C*-algebra and multiplying by complex numbers According to a page on C*-algebra, https://www.wikipedia.com/en/C*-algebra :
$$(x y)^* = y^* x^*$$
and for every complex number λ in C and every x in A:
$$(\lambda x)^* = \bar{\lambda} x^*$$
The bar symbolizes a conjugate. Should the second relationship be:
$$(\lambda x)^* = x^* \bar{\lambda}$$
The lambda looks like a "simple y", and thus should go on the other of x. It could be the case that the authors assume a complex number $\lambda$ commutes with $x$ so $\bar{\lambda} x^* == x^* \bar{\lambda}$. Does the notation suggest there is a difference between a bar and a conjugate?
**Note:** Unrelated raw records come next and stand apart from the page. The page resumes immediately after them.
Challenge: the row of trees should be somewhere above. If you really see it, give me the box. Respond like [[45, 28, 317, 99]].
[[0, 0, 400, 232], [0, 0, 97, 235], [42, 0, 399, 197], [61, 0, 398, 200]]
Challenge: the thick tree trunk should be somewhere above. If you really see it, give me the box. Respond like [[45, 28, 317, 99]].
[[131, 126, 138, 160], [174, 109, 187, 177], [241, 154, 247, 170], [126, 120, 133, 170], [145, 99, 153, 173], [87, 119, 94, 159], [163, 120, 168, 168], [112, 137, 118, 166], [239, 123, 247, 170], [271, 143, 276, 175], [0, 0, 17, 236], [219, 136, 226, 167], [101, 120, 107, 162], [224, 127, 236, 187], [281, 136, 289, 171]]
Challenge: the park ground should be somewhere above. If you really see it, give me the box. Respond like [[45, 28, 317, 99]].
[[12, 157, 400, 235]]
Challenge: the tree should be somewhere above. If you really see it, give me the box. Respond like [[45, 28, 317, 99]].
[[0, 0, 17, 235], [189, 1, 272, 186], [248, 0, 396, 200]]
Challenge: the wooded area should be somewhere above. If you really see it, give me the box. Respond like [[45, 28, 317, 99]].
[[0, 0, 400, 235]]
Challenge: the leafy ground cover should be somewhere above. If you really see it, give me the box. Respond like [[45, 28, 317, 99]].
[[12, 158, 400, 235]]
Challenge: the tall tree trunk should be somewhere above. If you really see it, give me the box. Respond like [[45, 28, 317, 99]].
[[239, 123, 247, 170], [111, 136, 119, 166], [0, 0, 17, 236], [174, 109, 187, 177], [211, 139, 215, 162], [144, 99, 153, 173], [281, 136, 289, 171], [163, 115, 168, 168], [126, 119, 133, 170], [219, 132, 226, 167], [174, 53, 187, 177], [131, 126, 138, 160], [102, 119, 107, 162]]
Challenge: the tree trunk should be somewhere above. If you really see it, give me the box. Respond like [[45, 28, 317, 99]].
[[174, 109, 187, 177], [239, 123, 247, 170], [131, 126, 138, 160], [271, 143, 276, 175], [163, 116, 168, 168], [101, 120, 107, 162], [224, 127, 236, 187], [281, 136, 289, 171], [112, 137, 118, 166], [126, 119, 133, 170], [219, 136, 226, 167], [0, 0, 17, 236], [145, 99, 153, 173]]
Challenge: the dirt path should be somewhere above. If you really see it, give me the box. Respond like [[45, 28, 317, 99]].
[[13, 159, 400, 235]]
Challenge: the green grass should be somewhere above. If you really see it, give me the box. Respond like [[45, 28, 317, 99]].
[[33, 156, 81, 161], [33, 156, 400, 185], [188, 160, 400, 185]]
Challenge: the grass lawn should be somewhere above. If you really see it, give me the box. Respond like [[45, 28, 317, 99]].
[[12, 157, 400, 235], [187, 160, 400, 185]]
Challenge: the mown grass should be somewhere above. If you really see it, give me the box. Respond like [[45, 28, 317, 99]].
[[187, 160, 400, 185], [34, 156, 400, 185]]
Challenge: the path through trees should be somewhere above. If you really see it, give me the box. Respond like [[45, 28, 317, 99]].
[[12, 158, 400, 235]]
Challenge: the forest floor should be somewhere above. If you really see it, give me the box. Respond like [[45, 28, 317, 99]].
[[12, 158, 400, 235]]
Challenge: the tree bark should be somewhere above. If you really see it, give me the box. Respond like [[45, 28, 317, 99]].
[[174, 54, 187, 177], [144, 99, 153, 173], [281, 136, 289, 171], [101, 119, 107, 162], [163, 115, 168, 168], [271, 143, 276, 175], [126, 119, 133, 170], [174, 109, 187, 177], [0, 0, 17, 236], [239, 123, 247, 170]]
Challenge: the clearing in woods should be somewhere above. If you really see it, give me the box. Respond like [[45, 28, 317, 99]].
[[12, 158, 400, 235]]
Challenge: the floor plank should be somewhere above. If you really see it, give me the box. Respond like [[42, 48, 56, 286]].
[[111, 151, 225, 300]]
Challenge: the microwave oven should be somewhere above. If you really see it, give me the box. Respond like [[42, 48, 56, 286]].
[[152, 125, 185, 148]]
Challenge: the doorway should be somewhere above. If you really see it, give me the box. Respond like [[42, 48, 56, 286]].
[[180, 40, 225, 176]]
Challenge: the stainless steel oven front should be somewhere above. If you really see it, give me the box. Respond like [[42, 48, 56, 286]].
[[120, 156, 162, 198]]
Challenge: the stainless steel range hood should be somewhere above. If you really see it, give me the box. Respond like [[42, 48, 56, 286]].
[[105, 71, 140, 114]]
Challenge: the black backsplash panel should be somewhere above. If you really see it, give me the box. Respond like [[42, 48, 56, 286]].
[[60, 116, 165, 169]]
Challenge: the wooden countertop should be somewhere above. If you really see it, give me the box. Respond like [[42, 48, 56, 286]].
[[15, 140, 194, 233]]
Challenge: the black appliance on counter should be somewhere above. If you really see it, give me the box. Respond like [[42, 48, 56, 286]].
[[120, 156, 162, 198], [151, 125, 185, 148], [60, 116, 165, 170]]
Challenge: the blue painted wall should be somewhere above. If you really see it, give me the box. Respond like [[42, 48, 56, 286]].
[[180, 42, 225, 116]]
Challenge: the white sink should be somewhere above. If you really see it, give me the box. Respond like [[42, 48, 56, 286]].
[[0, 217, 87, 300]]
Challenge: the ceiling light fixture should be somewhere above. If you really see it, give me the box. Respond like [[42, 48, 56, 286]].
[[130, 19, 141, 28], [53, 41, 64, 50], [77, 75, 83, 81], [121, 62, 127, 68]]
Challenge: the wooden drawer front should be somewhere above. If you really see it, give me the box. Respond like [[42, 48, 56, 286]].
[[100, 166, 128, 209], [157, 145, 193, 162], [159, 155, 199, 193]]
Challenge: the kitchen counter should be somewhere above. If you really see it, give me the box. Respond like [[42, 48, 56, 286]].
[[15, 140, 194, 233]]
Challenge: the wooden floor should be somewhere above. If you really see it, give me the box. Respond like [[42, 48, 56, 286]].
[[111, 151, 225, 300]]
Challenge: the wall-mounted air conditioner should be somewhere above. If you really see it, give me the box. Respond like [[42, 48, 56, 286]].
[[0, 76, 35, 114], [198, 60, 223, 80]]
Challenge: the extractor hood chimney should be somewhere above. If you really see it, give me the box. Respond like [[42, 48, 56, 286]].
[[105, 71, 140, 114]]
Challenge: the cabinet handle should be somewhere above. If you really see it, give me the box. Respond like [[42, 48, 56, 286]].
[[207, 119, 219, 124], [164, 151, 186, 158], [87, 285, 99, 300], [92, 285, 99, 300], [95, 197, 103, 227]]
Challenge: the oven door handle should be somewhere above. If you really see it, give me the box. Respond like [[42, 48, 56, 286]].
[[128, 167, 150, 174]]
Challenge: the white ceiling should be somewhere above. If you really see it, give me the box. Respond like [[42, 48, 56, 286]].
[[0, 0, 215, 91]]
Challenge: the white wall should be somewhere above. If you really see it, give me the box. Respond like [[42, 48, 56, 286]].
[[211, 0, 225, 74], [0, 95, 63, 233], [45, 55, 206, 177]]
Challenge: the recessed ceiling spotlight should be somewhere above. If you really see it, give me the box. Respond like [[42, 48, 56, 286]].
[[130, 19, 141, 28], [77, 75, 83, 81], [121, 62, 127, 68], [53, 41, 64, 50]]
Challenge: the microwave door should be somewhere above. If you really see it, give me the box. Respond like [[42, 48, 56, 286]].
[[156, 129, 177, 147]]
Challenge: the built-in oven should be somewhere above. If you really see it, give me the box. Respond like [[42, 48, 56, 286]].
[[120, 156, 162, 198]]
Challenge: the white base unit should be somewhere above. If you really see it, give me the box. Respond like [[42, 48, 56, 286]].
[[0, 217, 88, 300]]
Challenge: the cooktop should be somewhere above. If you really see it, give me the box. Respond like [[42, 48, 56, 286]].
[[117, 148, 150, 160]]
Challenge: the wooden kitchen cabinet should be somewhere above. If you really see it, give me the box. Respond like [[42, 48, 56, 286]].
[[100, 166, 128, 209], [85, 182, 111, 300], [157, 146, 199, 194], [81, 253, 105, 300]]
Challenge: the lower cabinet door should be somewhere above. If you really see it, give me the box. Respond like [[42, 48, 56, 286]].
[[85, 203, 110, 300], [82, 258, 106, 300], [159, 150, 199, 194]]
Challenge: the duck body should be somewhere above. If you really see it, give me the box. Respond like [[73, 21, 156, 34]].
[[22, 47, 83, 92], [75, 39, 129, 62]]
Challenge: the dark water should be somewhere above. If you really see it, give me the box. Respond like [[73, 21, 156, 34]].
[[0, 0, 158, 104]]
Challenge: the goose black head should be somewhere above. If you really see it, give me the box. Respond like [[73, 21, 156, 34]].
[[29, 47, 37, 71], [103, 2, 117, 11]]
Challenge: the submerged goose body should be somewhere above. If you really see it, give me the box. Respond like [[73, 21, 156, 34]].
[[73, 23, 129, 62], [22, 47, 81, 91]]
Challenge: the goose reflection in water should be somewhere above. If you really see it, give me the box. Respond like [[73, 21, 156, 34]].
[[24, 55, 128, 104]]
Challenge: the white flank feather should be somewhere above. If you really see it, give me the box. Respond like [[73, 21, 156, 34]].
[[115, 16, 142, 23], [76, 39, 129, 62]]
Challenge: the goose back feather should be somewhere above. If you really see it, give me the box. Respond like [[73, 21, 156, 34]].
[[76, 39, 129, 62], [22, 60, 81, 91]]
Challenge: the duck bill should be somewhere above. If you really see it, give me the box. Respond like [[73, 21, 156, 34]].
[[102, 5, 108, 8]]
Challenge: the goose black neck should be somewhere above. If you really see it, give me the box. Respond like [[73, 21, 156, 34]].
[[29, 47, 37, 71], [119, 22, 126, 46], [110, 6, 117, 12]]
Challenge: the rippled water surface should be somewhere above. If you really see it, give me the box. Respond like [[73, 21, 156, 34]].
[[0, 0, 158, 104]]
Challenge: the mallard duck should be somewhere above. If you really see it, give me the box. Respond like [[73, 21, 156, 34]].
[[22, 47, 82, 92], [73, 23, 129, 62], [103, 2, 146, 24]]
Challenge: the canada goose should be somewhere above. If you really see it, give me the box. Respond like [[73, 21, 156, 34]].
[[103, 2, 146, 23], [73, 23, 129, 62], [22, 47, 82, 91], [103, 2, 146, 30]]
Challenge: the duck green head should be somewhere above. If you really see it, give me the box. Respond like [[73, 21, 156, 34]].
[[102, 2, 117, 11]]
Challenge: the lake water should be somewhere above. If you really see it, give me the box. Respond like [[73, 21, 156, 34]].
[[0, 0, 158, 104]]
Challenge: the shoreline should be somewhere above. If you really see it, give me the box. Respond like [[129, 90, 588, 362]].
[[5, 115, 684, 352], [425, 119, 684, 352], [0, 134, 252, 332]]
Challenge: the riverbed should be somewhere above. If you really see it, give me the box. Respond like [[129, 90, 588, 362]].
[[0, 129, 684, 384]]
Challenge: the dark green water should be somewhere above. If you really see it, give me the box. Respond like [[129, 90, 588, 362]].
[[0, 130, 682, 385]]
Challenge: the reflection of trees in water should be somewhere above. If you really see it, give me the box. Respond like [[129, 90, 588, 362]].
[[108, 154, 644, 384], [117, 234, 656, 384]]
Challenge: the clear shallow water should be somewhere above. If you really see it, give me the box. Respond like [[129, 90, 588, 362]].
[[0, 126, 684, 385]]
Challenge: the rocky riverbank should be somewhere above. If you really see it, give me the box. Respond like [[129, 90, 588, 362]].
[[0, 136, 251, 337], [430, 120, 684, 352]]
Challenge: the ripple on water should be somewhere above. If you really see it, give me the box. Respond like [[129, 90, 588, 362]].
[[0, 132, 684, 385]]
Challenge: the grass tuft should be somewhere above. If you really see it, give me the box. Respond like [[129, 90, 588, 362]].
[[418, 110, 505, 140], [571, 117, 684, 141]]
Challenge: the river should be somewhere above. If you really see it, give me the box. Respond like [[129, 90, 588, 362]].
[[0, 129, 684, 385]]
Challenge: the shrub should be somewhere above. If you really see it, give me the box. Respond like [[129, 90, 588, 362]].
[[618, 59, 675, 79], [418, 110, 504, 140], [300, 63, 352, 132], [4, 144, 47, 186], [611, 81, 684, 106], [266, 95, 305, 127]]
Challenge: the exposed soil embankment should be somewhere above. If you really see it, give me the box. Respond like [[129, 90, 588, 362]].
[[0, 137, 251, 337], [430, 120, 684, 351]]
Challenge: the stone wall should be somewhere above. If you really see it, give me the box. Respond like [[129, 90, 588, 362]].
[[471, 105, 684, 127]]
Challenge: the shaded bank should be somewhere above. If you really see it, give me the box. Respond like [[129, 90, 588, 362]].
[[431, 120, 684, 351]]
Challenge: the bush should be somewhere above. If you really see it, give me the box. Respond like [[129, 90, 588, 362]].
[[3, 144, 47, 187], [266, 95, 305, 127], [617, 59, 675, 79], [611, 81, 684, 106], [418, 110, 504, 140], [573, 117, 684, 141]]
 A: A $C^*$-alebra is by definition a $\mathbb{C}$-algebra, and thus in particular a $\mathbb{C}$-vector space. This means that there is a scalar action of $\mathbb{C}$ on the algebra $A$: you can define $\lambda\cdot x$ for any $\lambda\in \mathbb{C}$ and any $x\in A$.
But the expression $x\cdot \lambda$ is usually not really defined. Or, if we really wanted to give it meaning, it would be, by definition, $\lambda\cdot x$. This is because $\lambda$ is not an element of $A$, so the expression $\lambda\cdot x$ does not come from the multiplication $A\times A\to A$, but from the external multiplication $\mathbb{C}\times A\to A$. In particular, $\lambda^*$ does not really make sense in general (unlike $\bar{\lambda}$).
Of course, the situation is a little different when $A$ is a unital algebra (ie when it has a multiplicative unit $1_A$). In that case, the elements of the form $\lambda\cdot 1_A$ form a copy of $\mathbb{C}$ inside $A$, and it is very common to then abuse notations a little and write as if we had $\mathbb{C}\subset A$. In that case, we could define $x\cdot \lambda$ by the internal multiplication of $A$, and also $\lambda^*$. But the good new is that in this situation the scalars commute with everything, so $x\cdot \lambda = \lambda\cdot x$ (with either the internal or external multiplication), and also $\lambda^* = \bar{\lambda}$.
Or, if one wants to be very precise: $x\cdot (\lambda 1_A) = (\lambda 1_A) \cdot x = \lambda\cdot x$, and $(\lambda 1_A)^* = \bar{\lambda} 1_A$.